Saturday, April 24, 2010

Desyat negrityat (1987)

The works of Agatha Christie has followed me since childhood. After I read all those Enid Blyton-books, the only natural way to go was Dame Agatha. Her books are way more well written and smart than a lot of people will recognize, and is filled with interesting analysis on the human psyche. "Curtain" for example, the last Poirot-story to be published (1975) was written forty years earlier, but still had a very dark streak in it. But her darkest novel was written in 1939, and it's of course "Ten Little Indians" (or "Ten Little Niggers" as the first politically incorrect title was). 

The story could also be an early blueprint for all those slashers and giallo's that came much later. Ten people, all of different gender, class, ages and style, are invited to an island. Almost everyone comes there because of different reasons, and are invited my the mysterious Mr U.N. He's not there though, but to servants who fix them dinner and also starts playing a record - where a voice tells them that they are sentenced to death! A couple of minutes later the first guest meets his death with poison, and soon they're all going down one by one, all after the old nursery rhyme hanging on the walls in every room...
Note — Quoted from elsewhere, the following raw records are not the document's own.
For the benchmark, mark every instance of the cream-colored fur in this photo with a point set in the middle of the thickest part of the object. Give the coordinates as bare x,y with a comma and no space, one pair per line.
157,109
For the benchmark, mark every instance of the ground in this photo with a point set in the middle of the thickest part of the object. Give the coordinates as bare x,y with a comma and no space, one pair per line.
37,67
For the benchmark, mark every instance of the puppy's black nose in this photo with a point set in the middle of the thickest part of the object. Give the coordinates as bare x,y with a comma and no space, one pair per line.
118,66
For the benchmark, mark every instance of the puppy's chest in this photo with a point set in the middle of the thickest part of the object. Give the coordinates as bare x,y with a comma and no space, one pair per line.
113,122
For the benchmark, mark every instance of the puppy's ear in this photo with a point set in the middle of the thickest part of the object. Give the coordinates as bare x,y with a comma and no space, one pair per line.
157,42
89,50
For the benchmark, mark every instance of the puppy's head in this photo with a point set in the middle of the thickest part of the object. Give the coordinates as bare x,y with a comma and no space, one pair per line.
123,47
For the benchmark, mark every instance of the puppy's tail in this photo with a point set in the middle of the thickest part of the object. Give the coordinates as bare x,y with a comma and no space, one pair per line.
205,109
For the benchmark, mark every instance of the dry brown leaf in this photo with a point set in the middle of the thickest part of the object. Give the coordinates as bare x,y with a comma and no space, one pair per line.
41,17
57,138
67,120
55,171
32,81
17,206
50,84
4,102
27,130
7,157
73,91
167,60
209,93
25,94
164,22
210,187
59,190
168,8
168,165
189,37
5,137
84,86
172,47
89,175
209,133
Morality is of course that no one escapes justice, even if they regards themselves as innocent. But everyone is involved in a death of some kind, and more than a few of them also feels guilty because of this. Guilt is also the concept in every character, and is shown here with some very haunting flashbacks in black and white. Both those we see as weak and those who pretends are strong are haunted by the memories of their crime. It's a very grim story, and for the first time and cinema history, this Soviet version adapts the book exactly as in how Christie envisioned it. No happy ending here, no meaningless change of character names or killing methods. This is like reading the book, but with the help of brilliant Russian filmmakers.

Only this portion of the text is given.